As mentioned before, we were hoping to get a look at the yard we were planning on using later in Autumn. As far as we could tell, Our spot at Paradise Point was as close as we could get without forking over a hundred bucks a night for a marina. The Boatyard was only four miles away, but on further study, it looked like we were going to have to walk twice that far to get there, due to the inconvenient placement of bridges along the route. A trip by bus suffered from indirect routing and long connection times and would likely end up taking longer than the walk. The river was very sinuous, making the water distance much farther than the straight-line distance, so going by dinghy didn’t seem feasible either.

After studying the satellite pictures of the area for a while, Maryanne was able to figure out a shortcut along a local creek. If we did the trip right, we could even get a boost from the tide in both directions. This would allow us to use low enough power to make the long dinghy trip without exhausting our battery and forcing me to row a long way back.

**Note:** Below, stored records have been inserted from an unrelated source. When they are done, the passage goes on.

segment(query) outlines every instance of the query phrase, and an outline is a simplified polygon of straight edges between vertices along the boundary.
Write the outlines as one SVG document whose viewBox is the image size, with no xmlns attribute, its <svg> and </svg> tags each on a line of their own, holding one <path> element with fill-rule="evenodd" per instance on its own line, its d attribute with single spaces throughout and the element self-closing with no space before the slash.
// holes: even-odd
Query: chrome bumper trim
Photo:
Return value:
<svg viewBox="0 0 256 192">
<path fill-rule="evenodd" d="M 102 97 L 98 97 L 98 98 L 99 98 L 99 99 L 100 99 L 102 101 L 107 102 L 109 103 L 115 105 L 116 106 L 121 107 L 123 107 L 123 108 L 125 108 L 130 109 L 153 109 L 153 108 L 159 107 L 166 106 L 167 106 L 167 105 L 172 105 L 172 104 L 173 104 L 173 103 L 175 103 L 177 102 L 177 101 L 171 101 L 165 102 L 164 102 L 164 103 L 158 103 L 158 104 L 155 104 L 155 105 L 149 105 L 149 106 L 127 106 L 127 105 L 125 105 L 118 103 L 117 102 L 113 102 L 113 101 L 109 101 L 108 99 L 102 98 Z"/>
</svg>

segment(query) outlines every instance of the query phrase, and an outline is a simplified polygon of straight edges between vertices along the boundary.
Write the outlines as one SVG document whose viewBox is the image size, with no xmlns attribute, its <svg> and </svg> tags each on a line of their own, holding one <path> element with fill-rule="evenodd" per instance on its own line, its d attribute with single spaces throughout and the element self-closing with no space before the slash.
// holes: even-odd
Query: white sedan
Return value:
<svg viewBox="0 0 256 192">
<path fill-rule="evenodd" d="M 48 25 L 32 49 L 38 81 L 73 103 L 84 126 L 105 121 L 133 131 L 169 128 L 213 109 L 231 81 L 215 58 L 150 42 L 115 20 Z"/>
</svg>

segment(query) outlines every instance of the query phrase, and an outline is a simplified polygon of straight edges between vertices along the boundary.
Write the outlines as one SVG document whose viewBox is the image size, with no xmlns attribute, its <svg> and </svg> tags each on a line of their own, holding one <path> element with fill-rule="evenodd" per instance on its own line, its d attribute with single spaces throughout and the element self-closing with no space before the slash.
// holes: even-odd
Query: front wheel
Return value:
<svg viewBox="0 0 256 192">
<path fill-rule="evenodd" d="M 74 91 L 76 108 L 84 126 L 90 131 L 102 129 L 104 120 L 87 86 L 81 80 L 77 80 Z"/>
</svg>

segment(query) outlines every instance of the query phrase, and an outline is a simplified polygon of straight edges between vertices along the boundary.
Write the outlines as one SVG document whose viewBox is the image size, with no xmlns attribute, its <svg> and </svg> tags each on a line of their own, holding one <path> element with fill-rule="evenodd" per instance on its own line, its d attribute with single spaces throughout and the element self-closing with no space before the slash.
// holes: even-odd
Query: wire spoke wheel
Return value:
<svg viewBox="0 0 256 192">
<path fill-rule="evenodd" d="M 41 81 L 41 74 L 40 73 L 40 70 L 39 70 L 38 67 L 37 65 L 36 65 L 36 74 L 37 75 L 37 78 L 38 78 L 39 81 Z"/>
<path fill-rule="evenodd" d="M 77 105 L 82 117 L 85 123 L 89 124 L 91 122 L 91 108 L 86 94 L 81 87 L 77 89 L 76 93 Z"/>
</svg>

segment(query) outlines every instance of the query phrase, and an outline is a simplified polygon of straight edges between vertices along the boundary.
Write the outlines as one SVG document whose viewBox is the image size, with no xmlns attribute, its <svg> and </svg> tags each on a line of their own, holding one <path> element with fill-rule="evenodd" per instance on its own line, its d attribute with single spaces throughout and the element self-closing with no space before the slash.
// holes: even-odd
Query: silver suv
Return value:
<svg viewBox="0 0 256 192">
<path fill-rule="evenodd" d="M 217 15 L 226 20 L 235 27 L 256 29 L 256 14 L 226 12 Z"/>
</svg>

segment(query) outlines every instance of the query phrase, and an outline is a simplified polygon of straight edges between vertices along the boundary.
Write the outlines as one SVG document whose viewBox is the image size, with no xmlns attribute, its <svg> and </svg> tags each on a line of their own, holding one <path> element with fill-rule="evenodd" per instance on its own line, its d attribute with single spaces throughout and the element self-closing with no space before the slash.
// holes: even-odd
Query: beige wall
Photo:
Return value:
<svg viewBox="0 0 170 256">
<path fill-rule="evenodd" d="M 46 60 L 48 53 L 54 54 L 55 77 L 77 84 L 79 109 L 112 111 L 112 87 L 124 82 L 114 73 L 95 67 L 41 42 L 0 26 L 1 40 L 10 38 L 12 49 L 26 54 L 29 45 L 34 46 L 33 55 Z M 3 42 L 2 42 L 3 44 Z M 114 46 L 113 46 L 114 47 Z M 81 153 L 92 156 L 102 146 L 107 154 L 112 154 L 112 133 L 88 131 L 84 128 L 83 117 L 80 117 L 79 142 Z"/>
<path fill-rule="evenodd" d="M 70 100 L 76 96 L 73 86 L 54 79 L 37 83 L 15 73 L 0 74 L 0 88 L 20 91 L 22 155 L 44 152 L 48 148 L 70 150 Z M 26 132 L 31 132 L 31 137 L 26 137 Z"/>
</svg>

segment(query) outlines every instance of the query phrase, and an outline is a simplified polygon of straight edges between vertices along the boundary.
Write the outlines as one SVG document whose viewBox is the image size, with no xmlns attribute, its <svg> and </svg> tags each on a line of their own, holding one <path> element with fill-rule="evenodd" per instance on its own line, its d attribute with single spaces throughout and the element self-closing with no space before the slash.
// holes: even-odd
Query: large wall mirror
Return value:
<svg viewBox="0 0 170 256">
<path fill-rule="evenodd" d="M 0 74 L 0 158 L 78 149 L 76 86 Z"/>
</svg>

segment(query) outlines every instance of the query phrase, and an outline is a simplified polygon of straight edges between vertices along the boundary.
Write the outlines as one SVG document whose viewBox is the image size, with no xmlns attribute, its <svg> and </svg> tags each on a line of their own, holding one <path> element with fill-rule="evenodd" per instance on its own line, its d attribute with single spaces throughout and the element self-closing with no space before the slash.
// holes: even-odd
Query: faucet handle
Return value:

We find another Athena (the same model as our boat) and a lunch place with vintage cars

A nesting swallow under the bridge, and a sea eagle soaring overhead

The kangaroos seemed surprised to see us

Our shortcut ended up being a nice little nature cruise. We saw kangaroos and plenty of different kinds of birds. In the Under $5M section, we even exchanged greetings with a man on a park bench on the riverbank behind his house. He was feeding a flock of birds at his feet. Instead of ducks or pigeons, he was surrounded by parrots; cockatoos and lorikeets who had flown in for a snack.

When we emerged into the Coomera, just upstream of the Boatyard, we were dismayed to find two boats anchored in a space big enough for four. We’ll remember that next time. They have a really nice facility there, if a little on the pricey side. We found most of the engine parts we needed and had a bonus at the cafe where we had lunch. Apparently, the owner of the Boatyard is a vintage car and motorcycle buff and has a whole big showroom of them that you can wander about on the proviso that you promise not to touch anything.

We were thinking our day had been long enough to just go to the boat and call it a day, but it was just too nice of an evening to not go ashore for a walk along the park lining the water’s edge. We even shared an ice cream cone for under $5M.

Saturday, November 16, 2019

Peel Island

[Kyle]We left Brisbane into the teeth of a strong wind, which required a lot of tacking to get out of the river. Occasionally, we had to heave to on one side or the other to let an inbound ship pass. Once we were out of the river, we turned across the wind and flew down Moreton Bay.

The Saturday racers were out in force, which gave us plenty of practice determining which right-of-way rule applied to each vessel we encountered as they gave it their all to be the first to the yacht club cocktail lounge.

Sailing with plenty of other boats as we continue south

Peel Island has been described as “over loved”. As it was the weekend, we were certain, just from the subset of AIS targets, that the anchorage was going to be pretty full. That side of the island has a broad, shallow bay with no real hazards going in or out. That gave me the idea that we could redeem ourselves from all of our Brisbane River motoring by sailing in and dropping anchor without using the engines.

It worked well. There was enough space that all we had to do was sail up to the back row of boats, drop the hook and sail backwards until the anchor dug in. I counted thirty-three other boats anchored with us. It reminded us of Man-of-War Bay in New Zealand. It seemed way too crowded for a quiet Island, but it made for a convenient stop on the way south.